Lukas Vondracek en plein Concerto n.3 de Rachmaninov
Lukas Vondracek en plein Concerto n.3 de Rachmaninov - © RTBF

Hier soir, le Concours a vécu deux prestations très attendues parce qu'il s'agissait de deux candidats qui ont déjà touché le cœur du public au cours des épreuves précédentes.

L'américain de 28 ans Larry Weng ouvre la soirée avec l'imposé de Claude Ledoux sur un ton très décidé. Il raconte une histoire pleine de surprises, nous dépeint un monde imprévisible et mouvementé, presque torturé.

Dans le 2ème concerto de Brahms, il est d'une énergie débordante. Une version "musclée", presque "brutale" du 1er mouvement. Rien n'est laissé au hasard : impétuosité, fougue... d'une telle intensité qu'ils ne plairont sans doute pas à tous les amateurs de Brahms. Pourtant Larry Weng avait montré des sons si doux en demi-finale. Son choix, ici, c'est une sorte d'hyper-présence, d'hyper-puissance mais il tient une bonne partie de la salle du début à la fin de ce long concerto.
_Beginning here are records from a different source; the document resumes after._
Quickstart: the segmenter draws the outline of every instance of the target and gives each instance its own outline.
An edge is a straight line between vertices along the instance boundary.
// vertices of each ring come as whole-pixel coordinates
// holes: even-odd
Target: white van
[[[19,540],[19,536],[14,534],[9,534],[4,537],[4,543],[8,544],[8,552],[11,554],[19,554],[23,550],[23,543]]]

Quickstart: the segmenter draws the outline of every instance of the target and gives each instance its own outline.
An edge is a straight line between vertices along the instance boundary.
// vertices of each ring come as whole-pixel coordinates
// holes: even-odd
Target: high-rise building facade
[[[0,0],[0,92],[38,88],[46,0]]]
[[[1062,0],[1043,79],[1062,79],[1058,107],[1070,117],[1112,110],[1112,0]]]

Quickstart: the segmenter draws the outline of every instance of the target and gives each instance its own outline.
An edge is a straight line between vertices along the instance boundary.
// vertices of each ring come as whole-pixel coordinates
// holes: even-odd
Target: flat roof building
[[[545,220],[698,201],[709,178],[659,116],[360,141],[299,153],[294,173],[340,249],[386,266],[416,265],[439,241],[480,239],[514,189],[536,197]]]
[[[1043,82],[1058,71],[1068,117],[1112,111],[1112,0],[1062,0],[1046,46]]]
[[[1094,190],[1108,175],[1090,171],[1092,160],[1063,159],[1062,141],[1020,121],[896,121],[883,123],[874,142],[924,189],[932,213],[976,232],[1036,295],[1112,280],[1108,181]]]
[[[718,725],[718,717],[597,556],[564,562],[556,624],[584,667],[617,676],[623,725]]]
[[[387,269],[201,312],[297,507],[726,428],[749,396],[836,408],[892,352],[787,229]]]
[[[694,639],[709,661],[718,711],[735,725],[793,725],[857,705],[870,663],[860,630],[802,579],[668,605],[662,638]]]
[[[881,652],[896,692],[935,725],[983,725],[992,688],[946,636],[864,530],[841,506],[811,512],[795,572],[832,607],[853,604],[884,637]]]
Puis c'est celui qui était peut-être le plus attendu hier soir : le pianiste tchèque de 29 ans Lukas Vondracek. Il met énormément de couleurs dans l'imposé de Claude Ledoux et crée un suspense jusqu'à la fin du morceau.

Ensuite un tout grand moment du Concours : une version époustouflante du 3ème concerto de Rachmaninov. Lukas Vondracek montre une nouvelle fois quel grand artiste il est, lui qui joue déjà dans le monde entier.. On a l'impression qu'il écrit le concerto en le jouant. Subtilité, sens du détail (parfois poussé à l'extrême) Il exploite toute la palette des niveaux sonores. Des traits filent comme des fusées, et d'autres, il les retient. Le public est conquis : c'est le roi des contrastes.